Our bizarre solar system has no hot Jupiter.  XO-7 b is a hot Jupiter which orbits its star once roughly every 3 days (1). Of all the solar systems in the heavens ours seems to be most unusual.  Our solar system has orderly circular orbits, with rocky planets near the Sun, and gassy icy planets farther out.  That order and stability seems to be the exception not the rule.   Humanity has now observed numerous solar systems and found one type to be very common.  A solar system which contains a hot Jupiter like planet orbiting much closer to the star than Mercury does to the Sun.

XO7-b is interesting for being a hot Jupiter orbiting a “sun-like” G-Type star at a distance far closer than Mercury orbits our own Sun*.  This has been taken as a sign that such a solar system will not likely contain and Earth like planet.   However, this one also has a planet with a mass in the range four times that of Jupiter, and orbiting with a period of at least three to four years (1).  Thus, orbiting approximately where the asteroid belt would be in our solar system.  To understand why this is interesting, a brief review of the process of star and planetary system formation is in order.  This model is based on our own solar system and on what we see of other solar systems.

A Crash Course In Solar System Formation

1.)     A cloud of gas and dust begins to collapse under its own gravity spinning faster as it becomes more compact.

2.)     As the disk flattens the central dense region forms a star which eventually begins to fuse hydrogen to helium.  This releases a lot of heat.  This causes more volatile compounds to vaporize and migrate further away from the star.

3.)     At the same time smaller dense regions in the disk form planetoids.  (For an example of such an object in the current solar system see Ceres).

4.)     Sine volatile gasses and ices only survive further out ices and gasses accumulate to form jovian planets in the outer solar system.

5.)     Rocky planets form nearer to the star in the inner solar system.

This is where many other solar systems begin to diverge from our own solar system.  The precise history of each solar system and the planets they contain depends on their history of orbital interactions and collisions.   In the case of a great many solar systems, one planet, of Jupiter mass or greater, will spiral inwards towards their host star.  In the process any rocky planets, like the Earth or Venus would be ejected from the star system.  This is what computer simulations have shown (2).

We have also observed that when hot Jupiters do this they tend to simply wreck the rest of the planetary system.  Their gravitational interaction with their host star is so dominant that it may just obscure the signatures of Earth mass planets or they truly do eject almost every other planet.

Possibilities This Observation Opens Up.

Star system XO7 shows us that it is possible to have both a hot Jupiter and a massive Jupiter like body in a more Jupiter like orbit, around a sun-like star.  This is reason to not give up hope for an Earth mass planet or moon existing in such a solar system.  To resolve these questions beyond computer modeling and theoretical guessing will take ever better angular resolution images.  

You may ask, is there some fundamental reason why a solar system like ours should be rare . For this we can only speculate.  One possibility is the anthropic principle.  It states that if the physical conditions were not right, we wouldn’t be here. Intelligent life appears to be rare therefore the environment it needs should be rare.  That is, the reason our solar system looks the way it does.  Another is that perhaps solar systems obey some version of the laws of thermodynamics and seek a stable state of unchanging entropy.  With the most stable state being the most massive planet orbiting closest to the star, and a meta stable state being the state of our own solar system.   Maybe it is just random chance, combined with the fact that hot Jupiter systems are easiest for us to study right now?  If you could only see blue and green light it wouldn’t mean the red light does not exist.
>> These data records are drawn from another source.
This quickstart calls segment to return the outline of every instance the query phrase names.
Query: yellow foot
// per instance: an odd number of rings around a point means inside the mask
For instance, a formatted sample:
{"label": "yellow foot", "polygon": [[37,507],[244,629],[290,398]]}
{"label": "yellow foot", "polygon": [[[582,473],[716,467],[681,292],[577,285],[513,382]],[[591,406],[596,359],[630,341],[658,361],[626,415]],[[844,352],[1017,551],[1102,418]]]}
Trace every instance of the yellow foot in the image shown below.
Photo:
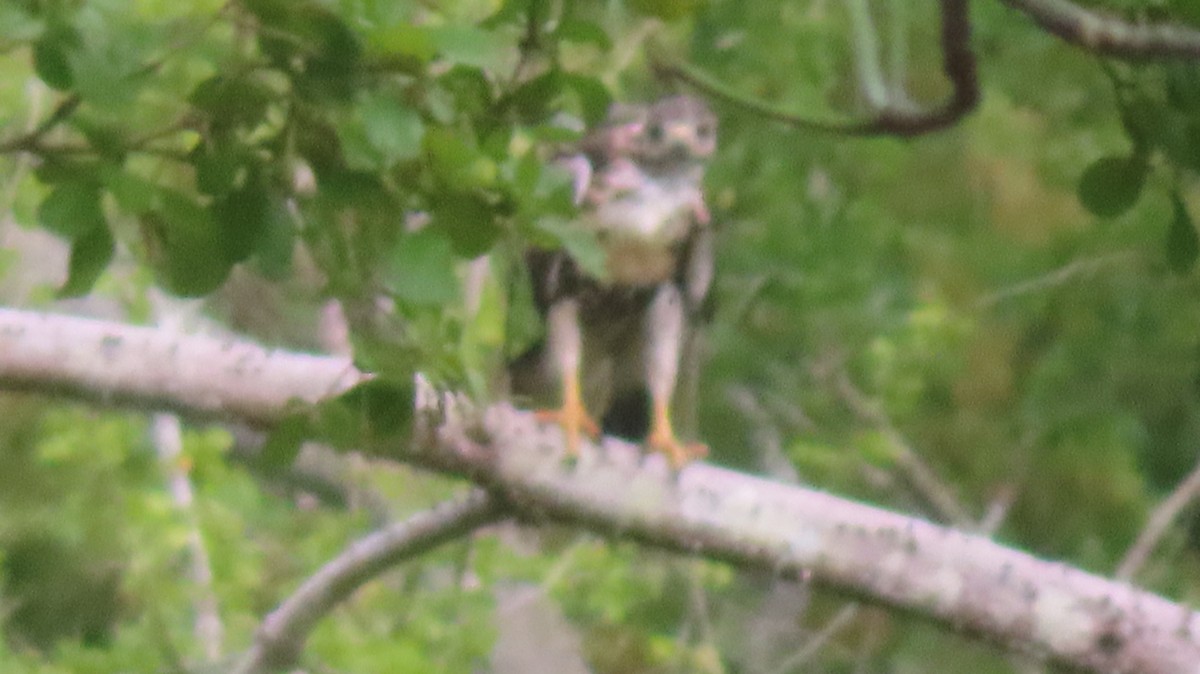
{"label": "yellow foot", "polygon": [[567,455],[579,456],[579,438],[586,434],[593,440],[600,437],[600,424],[588,414],[583,404],[564,404],[556,410],[537,410],[534,412],[538,421],[558,424],[567,441]]}
{"label": "yellow foot", "polygon": [[700,442],[680,442],[679,438],[676,438],[675,434],[670,431],[651,433],[646,438],[646,445],[651,451],[666,455],[667,461],[675,470],[708,456],[708,445]]}

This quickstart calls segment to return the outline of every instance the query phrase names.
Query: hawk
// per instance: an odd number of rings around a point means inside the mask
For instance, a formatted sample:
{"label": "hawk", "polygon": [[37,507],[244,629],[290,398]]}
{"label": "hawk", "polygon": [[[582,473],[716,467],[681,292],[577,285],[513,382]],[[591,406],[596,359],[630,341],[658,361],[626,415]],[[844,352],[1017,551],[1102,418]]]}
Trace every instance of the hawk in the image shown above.
{"label": "hawk", "polygon": [[676,468],[707,453],[677,437],[671,400],[712,279],[701,181],[715,148],[708,106],[673,96],[615,106],[561,160],[573,174],[579,224],[595,234],[607,273],[590,276],[564,250],[527,255],[546,339],[514,363],[511,381],[517,396],[557,395],[556,403],[542,396],[538,402],[557,407],[538,414],[562,427],[572,455],[583,435],[600,434],[598,419],[605,429],[622,425],[613,418],[628,411],[621,401],[645,405],[647,397],[641,425],[648,413],[650,450]]}

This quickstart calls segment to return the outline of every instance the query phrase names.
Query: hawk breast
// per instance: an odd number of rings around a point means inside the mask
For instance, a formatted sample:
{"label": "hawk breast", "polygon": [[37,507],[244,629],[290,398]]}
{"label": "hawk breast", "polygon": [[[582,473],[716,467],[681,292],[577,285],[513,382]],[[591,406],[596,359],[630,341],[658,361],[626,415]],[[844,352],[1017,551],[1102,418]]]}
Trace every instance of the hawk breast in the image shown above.
{"label": "hawk breast", "polygon": [[675,277],[694,225],[696,189],[682,180],[643,180],[585,216],[604,247],[610,281],[642,286]]}

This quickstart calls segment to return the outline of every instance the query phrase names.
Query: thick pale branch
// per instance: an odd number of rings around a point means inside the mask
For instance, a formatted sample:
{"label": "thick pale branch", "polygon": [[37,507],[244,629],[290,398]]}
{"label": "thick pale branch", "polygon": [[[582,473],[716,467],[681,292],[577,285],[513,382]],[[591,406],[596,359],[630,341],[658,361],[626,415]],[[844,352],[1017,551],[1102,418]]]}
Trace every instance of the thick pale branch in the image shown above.
{"label": "thick pale branch", "polygon": [[233,671],[257,674],[292,667],[317,621],[363,583],[400,561],[470,533],[500,513],[485,492],[475,490],[355,541],[263,620],[254,645]]}
{"label": "thick pale branch", "polygon": [[1182,24],[1130,23],[1067,0],[1000,0],[1049,33],[1096,54],[1121,58],[1200,58],[1200,30]]}
{"label": "thick pale branch", "polygon": [[[0,311],[0,385],[269,423],[289,399],[362,376],[342,360]],[[556,428],[505,406],[428,388],[417,406],[417,442],[396,458],[469,476],[526,518],[804,576],[1098,672],[1200,673],[1200,614],[1127,584],[811,489],[704,464],[674,474],[615,441],[569,465]]]}
{"label": "thick pale branch", "polygon": [[983,536],[609,441],[561,460],[557,430],[504,407],[432,398],[446,450],[520,510],[601,533],[806,577],[1021,652],[1098,672],[1200,672],[1200,614]]}
{"label": "thick pale branch", "polygon": [[0,386],[7,389],[265,425],[278,421],[290,400],[316,402],[364,377],[347,358],[0,309]]}

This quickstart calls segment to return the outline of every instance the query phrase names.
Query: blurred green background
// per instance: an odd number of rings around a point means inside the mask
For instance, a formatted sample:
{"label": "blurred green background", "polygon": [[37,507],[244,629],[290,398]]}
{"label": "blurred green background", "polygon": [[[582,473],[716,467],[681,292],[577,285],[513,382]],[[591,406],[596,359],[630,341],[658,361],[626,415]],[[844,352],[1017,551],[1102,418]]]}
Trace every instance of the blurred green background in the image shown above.
{"label": "blurred green background", "polygon": [[[1192,0],[1081,4],[1200,29]],[[958,525],[991,513],[1000,541],[1111,574],[1200,447],[1200,64],[1104,59],[998,2],[970,9],[982,101],[946,130],[847,137],[713,102],[698,435],[717,463]],[[336,298],[364,367],[494,395],[540,330],[519,251],[594,252],[545,165],[575,137],[564,120],[684,90],[648,53],[802,117],[928,108],[950,91],[938,20],[913,0],[0,0],[0,297],[307,349],[330,346]],[[170,458],[143,414],[15,393],[0,410],[5,672],[223,671],[195,631],[203,596],[235,655],[347,543],[463,488],[341,456],[322,491],[285,462],[247,467],[229,429],[188,427]],[[167,490],[180,473],[191,506]],[[1137,582],[1195,601],[1196,514]],[[196,533],[209,587],[187,570]],[[529,606],[550,626],[514,617]],[[302,663],[1021,666],[844,606],[503,526],[368,585]]]}

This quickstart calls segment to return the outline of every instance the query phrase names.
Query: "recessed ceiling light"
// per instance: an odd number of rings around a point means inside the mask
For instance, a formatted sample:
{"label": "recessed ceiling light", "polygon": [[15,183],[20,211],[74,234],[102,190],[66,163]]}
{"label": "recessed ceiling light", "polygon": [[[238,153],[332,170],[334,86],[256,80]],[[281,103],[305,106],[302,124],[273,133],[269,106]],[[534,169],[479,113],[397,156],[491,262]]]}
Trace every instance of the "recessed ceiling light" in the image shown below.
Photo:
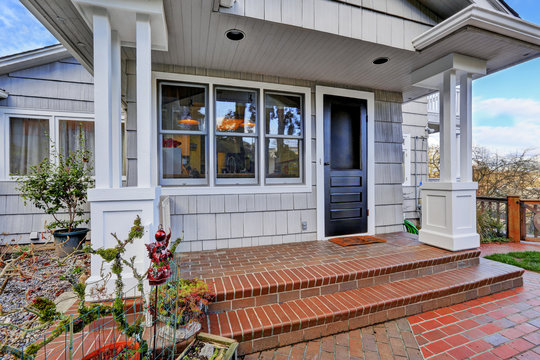
{"label": "recessed ceiling light", "polygon": [[85,47],[85,46],[86,46],[86,44],[85,44],[85,43],[83,43],[83,42],[81,42],[81,41],[79,41],[79,42],[77,43],[77,46],[79,46],[79,47]]}
{"label": "recessed ceiling light", "polygon": [[232,41],[240,41],[246,37],[246,34],[242,30],[230,29],[225,32],[227,39]]}
{"label": "recessed ceiling light", "polygon": [[375,60],[373,60],[373,63],[375,65],[381,65],[381,64],[386,64],[388,62],[388,60],[390,60],[390,59],[387,58],[387,57],[378,57]]}

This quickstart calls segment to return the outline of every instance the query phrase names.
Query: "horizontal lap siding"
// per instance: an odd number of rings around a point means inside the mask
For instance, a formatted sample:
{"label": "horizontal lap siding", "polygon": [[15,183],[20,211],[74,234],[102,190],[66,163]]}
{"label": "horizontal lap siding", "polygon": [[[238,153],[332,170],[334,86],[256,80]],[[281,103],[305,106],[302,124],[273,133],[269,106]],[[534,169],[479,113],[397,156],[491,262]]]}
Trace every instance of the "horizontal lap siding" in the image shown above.
{"label": "horizontal lap siding", "polygon": [[[137,120],[135,64],[128,61],[124,74],[127,100],[128,184],[137,179]],[[316,215],[316,104],[315,86],[305,80],[236,73],[222,70],[153,65],[154,71],[223,77],[305,86],[312,89],[312,171],[310,193],[230,194],[170,196],[173,237],[183,236],[180,251],[234,248],[317,239]],[[321,84],[344,87],[339,84]],[[350,88],[350,87],[348,87]],[[356,88],[358,90],[368,90]],[[368,90],[369,91],[369,90]],[[375,216],[378,233],[402,229],[401,189],[401,95],[384,91],[375,94]],[[379,175],[380,174],[380,175]],[[302,222],[307,230],[302,230]]]}
{"label": "horizontal lap siding", "polygon": [[[0,89],[9,94],[7,99],[0,100],[0,107],[31,109],[43,115],[48,115],[48,111],[94,111],[93,78],[73,58],[2,75]],[[24,205],[15,182],[0,182],[0,242],[27,242],[30,232],[44,231],[44,224],[51,221],[52,216]]]}
{"label": "horizontal lap siding", "polygon": [[409,186],[403,186],[403,216],[405,219],[419,221],[420,211],[417,209],[417,202],[420,191],[418,186],[427,179],[427,99],[423,97],[408,102],[403,104],[402,108],[403,133],[411,136],[411,181]]}

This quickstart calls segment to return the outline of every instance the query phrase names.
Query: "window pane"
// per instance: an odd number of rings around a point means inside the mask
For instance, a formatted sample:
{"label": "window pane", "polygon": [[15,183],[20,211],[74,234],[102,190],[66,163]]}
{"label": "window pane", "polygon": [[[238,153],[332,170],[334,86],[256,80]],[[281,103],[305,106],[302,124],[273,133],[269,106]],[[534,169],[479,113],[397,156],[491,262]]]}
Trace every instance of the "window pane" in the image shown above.
{"label": "window pane", "polygon": [[27,174],[30,166],[49,156],[49,120],[10,118],[9,170],[13,175]]}
{"label": "window pane", "polygon": [[84,140],[86,150],[92,153],[92,164],[94,163],[94,122],[93,121],[76,121],[76,120],[60,120],[60,132],[58,134],[58,152],[64,157],[81,149],[82,141]]}
{"label": "window pane", "polygon": [[266,133],[302,136],[302,104],[297,95],[266,94]]}
{"label": "window pane", "polygon": [[299,178],[301,146],[297,139],[266,139],[266,176]]}
{"label": "window pane", "polygon": [[205,147],[204,135],[163,135],[163,178],[205,178]]}
{"label": "window pane", "polygon": [[255,178],[257,138],[216,136],[217,177]]}
{"label": "window pane", "polygon": [[161,86],[162,130],[204,131],[206,89],[185,85]]}
{"label": "window pane", "polygon": [[216,130],[254,134],[257,124],[257,93],[229,89],[216,90]]}

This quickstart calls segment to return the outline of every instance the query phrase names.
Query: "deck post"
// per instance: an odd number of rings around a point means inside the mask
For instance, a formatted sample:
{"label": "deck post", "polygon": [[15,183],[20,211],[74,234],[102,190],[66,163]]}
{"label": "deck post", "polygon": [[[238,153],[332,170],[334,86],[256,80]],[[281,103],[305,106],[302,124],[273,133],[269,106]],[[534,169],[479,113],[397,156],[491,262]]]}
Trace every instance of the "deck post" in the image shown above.
{"label": "deck post", "polygon": [[[423,209],[419,240],[425,244],[451,251],[480,246],[476,232],[478,184],[472,181],[471,90],[472,75],[485,73],[484,60],[452,53],[411,74],[416,86],[440,93],[441,178],[421,188]],[[460,86],[461,115],[459,152],[457,85]]]}
{"label": "deck post", "polygon": [[508,195],[507,199],[507,224],[508,238],[513,242],[521,240],[521,206],[519,195]]}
This last reason is why we always need ever bigger telescopes which can concentrate more light and bring out more details.  Maybe these hot Jupiters don’t necessarily destroy Earth mass planets as they drive closer to their stars. Maybe they throw them out of the orbital plane but not all the way out of the planetary system?

We will only truly know if we look.  

Striving, in various ways, spritual, artistic, and especially scientific, to know how things really work is what makes us humans. 

Next week I intend to write about a theoretical type of telescope which would not need to be on top of a mountain, but which would use our Sun’s gravitational mass to gather and focus light.  The catch, we won’t really be able to steer it.  

References

1. XO-7 b: A transiting hot Jupiter with a massive companion on a wide orbit. Crouzet, Nicholas, et al. s.l. : arXiv, 2019, Arxiv E-Print (Accepted for Publication in the Astronomical Journal. .

2. Gas Disks to Gas Giants: Simulating the Birth of Planetary Systems. Edward W. Thommes, Soko Matsumura, Frederic A. Rasio. August 8, s.l. : Science, 2008.